I am thinking about a problem in quantum mechanics. Given a rectangular potential barrier, say the potential $U(x) = V$ for $0 < x < L$ and $U(x) = 0$ otherwise, I found the solution for the Schroedinger equation $E \psi = -A \psi'' + U \psi$: $$ \psi(x) = \begin{cases} c_1 e^{i k_1 x} + c_2 e^{-i k_1 x} & x < 0 \\ b_1 e^{i k_2 x} + b_2 e^{-i k_2 x} & 0 < x < L \\ d_1 e^{i k_1 x} + d_2 e^{-i k_1 x} & x > L \end{cases} $$ with $k_1 = \sqrt{\frac{E}{A}}, k_2 = \sqrt{\frac{E-V}{A}}$. With $\psi$ being continuous it is possible to find the coefficients. Assuming $c_1 = 1$ and $d_2=0$ we get a unique solution.

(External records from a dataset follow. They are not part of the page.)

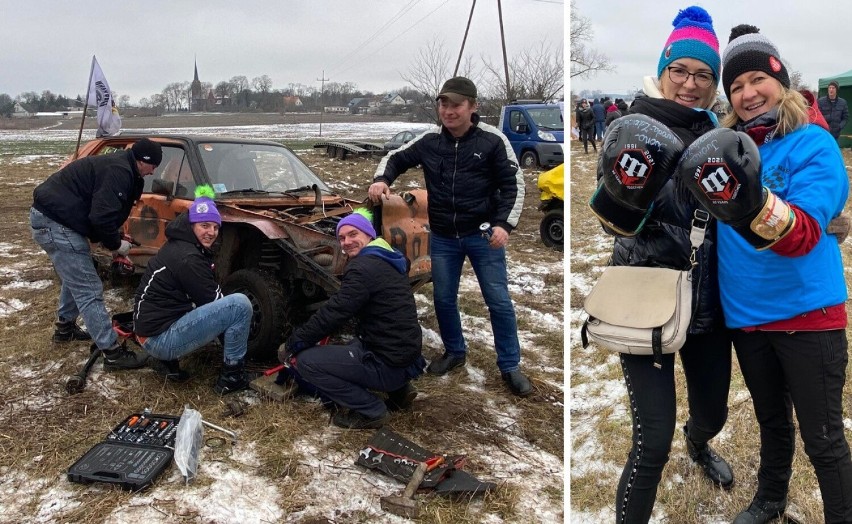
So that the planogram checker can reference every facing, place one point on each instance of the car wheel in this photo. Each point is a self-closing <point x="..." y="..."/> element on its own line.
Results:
<point x="270" y="305"/>
<point x="529" y="160"/>
<point x="552" y="229"/>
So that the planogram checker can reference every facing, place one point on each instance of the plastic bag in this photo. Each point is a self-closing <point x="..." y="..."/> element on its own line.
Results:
<point x="188" y="441"/>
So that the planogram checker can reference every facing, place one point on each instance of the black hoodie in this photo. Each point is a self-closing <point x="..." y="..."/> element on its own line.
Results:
<point x="178" y="278"/>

Now to my question: I found in some lecture notes that for $E > V$ (the energy of the particle is greater than the energy of the barrier) we have $|c_2|^2 + |d_1|^2 = 1$ and interpret $|c_2|^2$ as the probability that the particle gets reflected and $|d_1|^2$ as the probability that the particle gets transmitted. So the particle is either reflected or transmitted.
For $E < V$ we have $|c_2|^2 + |d_1|^2 < 1$. If we now do the same interpretation we get that there has to be a third possibility for the particle. Can it also happen that the particle gets somehow stuck in the barrier, so the probabilities of reflection and transmission don't add up to $1$? How can we interpret this result physically? Why do we not have a similar behaviour as in the $E > V$ case?